Chancellor Carranza and “Marketing”

Nov 20, 2018 by

Schools Chancellor Richard Carranza took some heat last week for suggesting that the negative views that some people have of public schools may be attributable to faulty perceptions, perhaps fueled by misinformation and misinterpretation and that a fairer representation might be achieved with the help of improved “marketing.”
Carranza was right, but his choice of the word “marketing” was a trifle slipshod. Great care must be taken with words these days. Loose lips sink ships.

The Chancellor’s critics think he was giving short shrift to the challenges that public schools face. They believe the problems are largely self-inflicted and they stop just short of accusing him of turning a blind eye to them.
They practically imply  that his confidence in public schools is proof he’s living a fool’s paradise and that traditional schools can be fixed only by policies of penance and self-loathing.

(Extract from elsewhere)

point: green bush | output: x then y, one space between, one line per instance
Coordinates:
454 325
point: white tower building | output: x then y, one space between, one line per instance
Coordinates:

But these critics heap praise on what they consider utopian charter schools.  They view these private, unregulated enterprises as unmitigated successes.
What’s wrong with the word “marketing”?  Nothing implicit. It’s in the connotations.  It has overtones of shallow commerce and propaganda,  merchandising, product packaging, promotions and hype.

Even closeouts!

It’s ironic that the charter school boosters are so touchy about the word “marketability” since their entire industry more about commerce and advertising than about education. 

They market illusions.

Chancellor Carranza wants to get the word out about the many areas in which public schools are excelling.The snipers call that marketing.  Educators, parents, researchers and students call that truth-telling.